De plus, un mélange est toxique lorsque sa CL50 (concentration létale pour laquelle 5 % d’une population donnée meurt) est inférieur à 100 mg/L (Nations Unies, 2005). Or, d’après les fiches techniques de chacun des produits, leur CL50 est au minimum à 976 mg/L et peut aller jusqu’à 10 000 mg/L pour plusieurs populations (poisson, algue, daphnies).
Les FDS indiquent également que le produit est facilement biodégradable et non toxique pour l’environnement.
Analyses nécessaires à l’étude
Analyse du déchet et son traitement
La composition du déchet
Le déchet traité est composé essentiellement d’eau et de MPG. D’autres composants sont présents mais leur proportion est négligeable par rapport à la masse totale du déchet, comme montré dans l’analyse faite par le laboratoire Wessling ordonnée par Tecsel, dont un extrait est représenté en annexe 7. On peut comparer la concentration des éléments par rapport aux concentrations seuils de l’arrêté préfectoral (annexe 8). Ci-dessous, dans le tableau 4, sont données des analyses de DCO qui ont été faites en 2018.
Le coefficient de récupération des BRE
Les BRE permettent la récupération d’une partie importante du glycol mais ne peuvent pas le récupérer dans sa globalité. En effet, lors de l’aspersion du produit, une partie tombe sur le sol et une autre reste sur l’avion. Aussi, on considère que 50 % du produit aspergé sur l’avion ruisselle sur le sol (Service Technique des Bases Aériennes, 2000). Les aires de dégivrage et les BRE permettent la récupération de ce pourcentage de produit perdu.

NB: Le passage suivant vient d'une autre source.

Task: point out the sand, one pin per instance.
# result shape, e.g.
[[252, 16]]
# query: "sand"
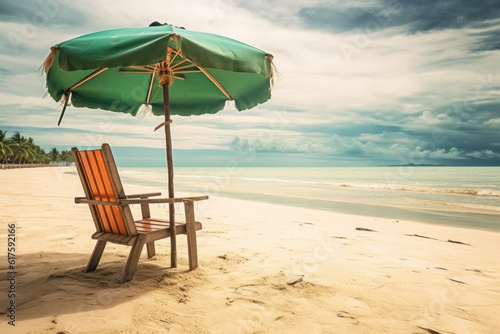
[[263, 269]]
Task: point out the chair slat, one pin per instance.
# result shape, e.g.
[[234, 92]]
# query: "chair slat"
[[90, 178], [110, 192]]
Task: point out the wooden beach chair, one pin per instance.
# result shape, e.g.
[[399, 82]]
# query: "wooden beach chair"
[[113, 219]]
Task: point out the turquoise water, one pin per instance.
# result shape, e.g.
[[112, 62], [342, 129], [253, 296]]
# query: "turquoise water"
[[460, 196]]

Modélisation d’une saison hivernale
Les saisons hivernales sont très différentes d’une année sur l’autre. De ce fait, la logistique est impactée. La consommation de glycol peut changer drastiquement d’une saison à l’autre, ce qui entraîne une variation des effluents pompés et tout ce qui s’en suit (prix, gestion, etc.).
Les facteurs de la météo à prendre en compte sur un hiver sont :
La température journalière : un hiver peut être rude ou doux
Les précipitations : les précipitations influent sur la concentration des effluents en les diluant
Le nombre de jours de gel / neige : Le dégivrage est systématique lors de ces jours ce qui influe sur le poids total pompé.

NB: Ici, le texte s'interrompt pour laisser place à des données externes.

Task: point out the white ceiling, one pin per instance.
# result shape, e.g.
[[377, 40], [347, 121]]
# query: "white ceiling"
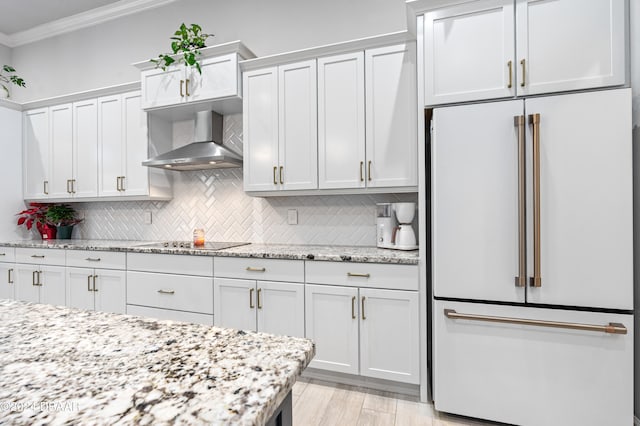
[[25, 21]]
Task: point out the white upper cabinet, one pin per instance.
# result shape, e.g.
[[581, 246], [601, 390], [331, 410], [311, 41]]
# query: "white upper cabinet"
[[36, 154], [341, 122], [280, 128], [391, 116], [468, 52], [569, 44], [479, 50]]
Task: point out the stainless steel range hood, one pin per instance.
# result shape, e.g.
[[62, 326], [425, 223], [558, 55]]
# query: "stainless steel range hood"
[[205, 152]]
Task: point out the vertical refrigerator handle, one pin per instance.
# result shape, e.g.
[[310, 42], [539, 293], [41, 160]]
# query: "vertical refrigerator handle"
[[521, 279], [534, 121]]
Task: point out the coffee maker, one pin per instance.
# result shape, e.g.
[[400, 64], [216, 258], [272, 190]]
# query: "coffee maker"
[[391, 235]]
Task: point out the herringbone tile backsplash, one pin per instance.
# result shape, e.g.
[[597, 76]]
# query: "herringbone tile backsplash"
[[214, 200]]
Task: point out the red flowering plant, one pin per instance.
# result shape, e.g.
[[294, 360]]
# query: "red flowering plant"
[[36, 214]]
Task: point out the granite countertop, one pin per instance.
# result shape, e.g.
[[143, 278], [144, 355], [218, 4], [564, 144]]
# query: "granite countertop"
[[61, 365], [267, 251]]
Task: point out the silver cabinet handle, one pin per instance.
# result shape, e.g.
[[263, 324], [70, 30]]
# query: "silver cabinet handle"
[[536, 280], [611, 328], [356, 274], [521, 279]]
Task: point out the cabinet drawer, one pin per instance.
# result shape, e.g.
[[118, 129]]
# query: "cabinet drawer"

On peut donc tenter de modéliser une saison hivernale avec les données de l’aéroport et les données météo de Météo France.
Réemploi
Le réemploi, par l’article L 541-1-1 du code de l’environnement, Livre V, Titre IV, est une opération par laquelle une substance qui n’est pas devenue déchet est utilisée de nouveau pour la fonction pour laquelle elle a été conçue. Le réemploi n’est pas possible car à partir du moment où le produit est dilué, il prend le statut de déchet. Le glycol peut être récupéré, mais on ne parle pas de réemploi.
Recyclage
Le recyclage n’est pas mis en place à CDG. Une démarche a été entreprise pour installer une usine de recyclage mais les effluents étant trop peu concentrés et les volumes trop faibles, l’expérience s’est arrêtée.
Valorisation
La valorisation matière est faite par la réutilisation des eaux pour les eaux industrielles de SARPI concernant les effluents les moins concentrés (<5 %). L’utilisation des eaux propres pour les fours est aussi faite chez SARPI.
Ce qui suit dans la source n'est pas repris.